I should have said it is bad to drive poker-focused players from the game and encourage rewards scroungers.

I should have presented ideas where rake could be taken in a more ecosystem-friendly way. (One old idea rooted in the b&m casino method of time collection that no one has ever tried is charging every player dealt into a hand an equal share of the rake generated. If a hand requires $3 rake, instead of taking that from the pot, take it equally from all the players dealt in. Then listen to the squealing of all the sit-and-fold rocks...)

At the very least I should have said, rewards should have been focused on people betting into pots, not people being dealt into hands.

The photo at the top of this article is of one of the several times the Cuyahoga River caught fire in Cleveland, Ohio. The Cuyahoga burning was one of the things that lead to the founding of the modern environmental movement, the creation of Earth Day, and the recognition that our ecosystem is fragile and vulnerable to toxic influences. The poker world has not yet had its own similar eco-conscious moment. Even the FullTilt/Absolute/UltimateBet scandals haven't lead to a coming together. Instead those scandals have acted more like Watergate, contributing to making an overly adversarial relationship between higher-than-average-volume players and cardrooms.

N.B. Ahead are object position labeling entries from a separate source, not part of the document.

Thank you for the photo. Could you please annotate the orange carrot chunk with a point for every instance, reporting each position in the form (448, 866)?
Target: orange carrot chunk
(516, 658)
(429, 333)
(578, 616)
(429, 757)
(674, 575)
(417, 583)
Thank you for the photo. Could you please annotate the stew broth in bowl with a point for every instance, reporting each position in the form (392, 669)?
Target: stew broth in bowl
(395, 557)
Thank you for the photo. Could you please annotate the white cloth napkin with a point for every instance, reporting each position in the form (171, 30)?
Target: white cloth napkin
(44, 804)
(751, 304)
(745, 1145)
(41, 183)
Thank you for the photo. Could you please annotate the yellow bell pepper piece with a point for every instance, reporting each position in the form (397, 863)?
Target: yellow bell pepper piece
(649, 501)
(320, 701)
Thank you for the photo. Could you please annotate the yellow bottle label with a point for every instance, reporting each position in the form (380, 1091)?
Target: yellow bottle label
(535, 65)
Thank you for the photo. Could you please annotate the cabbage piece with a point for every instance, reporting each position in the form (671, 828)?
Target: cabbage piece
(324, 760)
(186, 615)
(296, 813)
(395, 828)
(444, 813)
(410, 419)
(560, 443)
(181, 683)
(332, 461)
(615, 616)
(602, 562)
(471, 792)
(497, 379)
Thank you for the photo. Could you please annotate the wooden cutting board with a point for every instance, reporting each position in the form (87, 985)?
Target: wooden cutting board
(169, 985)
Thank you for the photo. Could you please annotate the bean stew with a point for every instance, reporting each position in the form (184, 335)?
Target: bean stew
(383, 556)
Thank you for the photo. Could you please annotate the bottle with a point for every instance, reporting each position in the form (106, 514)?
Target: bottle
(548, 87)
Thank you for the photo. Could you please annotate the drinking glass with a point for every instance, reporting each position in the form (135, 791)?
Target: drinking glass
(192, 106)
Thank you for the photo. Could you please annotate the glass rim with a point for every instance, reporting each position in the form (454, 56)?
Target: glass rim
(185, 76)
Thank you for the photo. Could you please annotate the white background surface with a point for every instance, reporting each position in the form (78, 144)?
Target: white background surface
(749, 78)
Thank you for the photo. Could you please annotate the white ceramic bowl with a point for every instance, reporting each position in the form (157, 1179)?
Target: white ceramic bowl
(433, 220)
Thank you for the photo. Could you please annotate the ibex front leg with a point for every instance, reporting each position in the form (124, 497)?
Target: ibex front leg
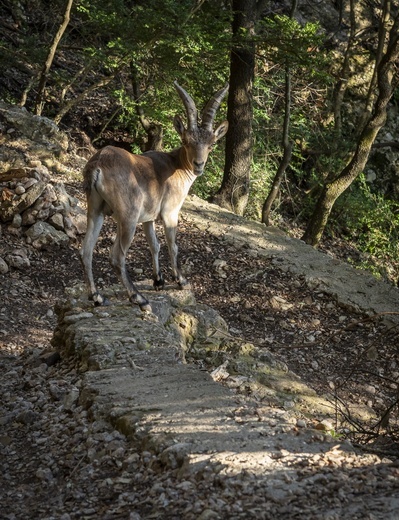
(95, 219)
(149, 230)
(170, 226)
(124, 237)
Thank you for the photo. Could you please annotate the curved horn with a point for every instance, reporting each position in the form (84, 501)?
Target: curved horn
(189, 106)
(208, 114)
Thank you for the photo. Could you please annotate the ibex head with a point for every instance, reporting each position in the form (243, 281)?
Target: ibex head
(198, 139)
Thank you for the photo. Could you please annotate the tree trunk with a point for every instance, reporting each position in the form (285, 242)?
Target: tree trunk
(332, 190)
(50, 57)
(286, 144)
(234, 191)
(287, 153)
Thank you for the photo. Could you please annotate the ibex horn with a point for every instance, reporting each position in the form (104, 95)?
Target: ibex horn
(189, 106)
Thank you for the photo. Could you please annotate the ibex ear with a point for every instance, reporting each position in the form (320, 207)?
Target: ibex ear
(178, 124)
(221, 130)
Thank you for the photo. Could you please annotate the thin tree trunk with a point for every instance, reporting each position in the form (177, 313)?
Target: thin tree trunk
(342, 83)
(332, 190)
(234, 191)
(287, 152)
(50, 57)
(286, 144)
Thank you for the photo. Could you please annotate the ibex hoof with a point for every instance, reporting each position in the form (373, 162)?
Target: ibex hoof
(159, 282)
(139, 300)
(145, 307)
(99, 300)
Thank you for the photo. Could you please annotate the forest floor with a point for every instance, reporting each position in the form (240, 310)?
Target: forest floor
(330, 346)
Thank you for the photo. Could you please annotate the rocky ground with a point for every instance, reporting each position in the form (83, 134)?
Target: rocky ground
(56, 463)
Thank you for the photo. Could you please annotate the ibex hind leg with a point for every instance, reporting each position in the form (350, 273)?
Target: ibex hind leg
(124, 237)
(149, 231)
(170, 226)
(95, 219)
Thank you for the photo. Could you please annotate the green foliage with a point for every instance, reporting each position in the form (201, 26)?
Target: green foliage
(372, 223)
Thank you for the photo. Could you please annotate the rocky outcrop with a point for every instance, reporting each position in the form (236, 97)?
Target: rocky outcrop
(33, 201)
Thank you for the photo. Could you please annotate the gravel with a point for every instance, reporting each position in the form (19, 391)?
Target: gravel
(59, 464)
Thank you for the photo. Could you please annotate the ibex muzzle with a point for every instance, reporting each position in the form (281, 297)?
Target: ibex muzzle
(142, 188)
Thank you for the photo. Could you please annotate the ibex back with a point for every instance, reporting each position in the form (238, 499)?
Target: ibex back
(141, 188)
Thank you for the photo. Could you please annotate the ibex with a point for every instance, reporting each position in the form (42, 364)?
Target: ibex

This is a pity because, to make a bad joke, both cardrooms and regular players rely on the same endangered species to survive: the fish.

Despite best intentions, the PokerStars (and other) rewards programs altered why some people play and how they played. While you can make some mistakes during a boom, you need to fix and avoid such mistakes during a plateau.

(One final note, the ecosystem is so complex that the rewards problems could have been addressed by limiting the numbers of games a player could play; or limiting the number of games that qualify for rewards; or reducing the amount of time a player has to act each hand for each additional game he sits at; or reducing the amount of games a person could play once they have used up X time or had Y hands folded for timing out, etc. The root of a problem is usually caused by decisions several steps before the appearance of the actual problem itself.)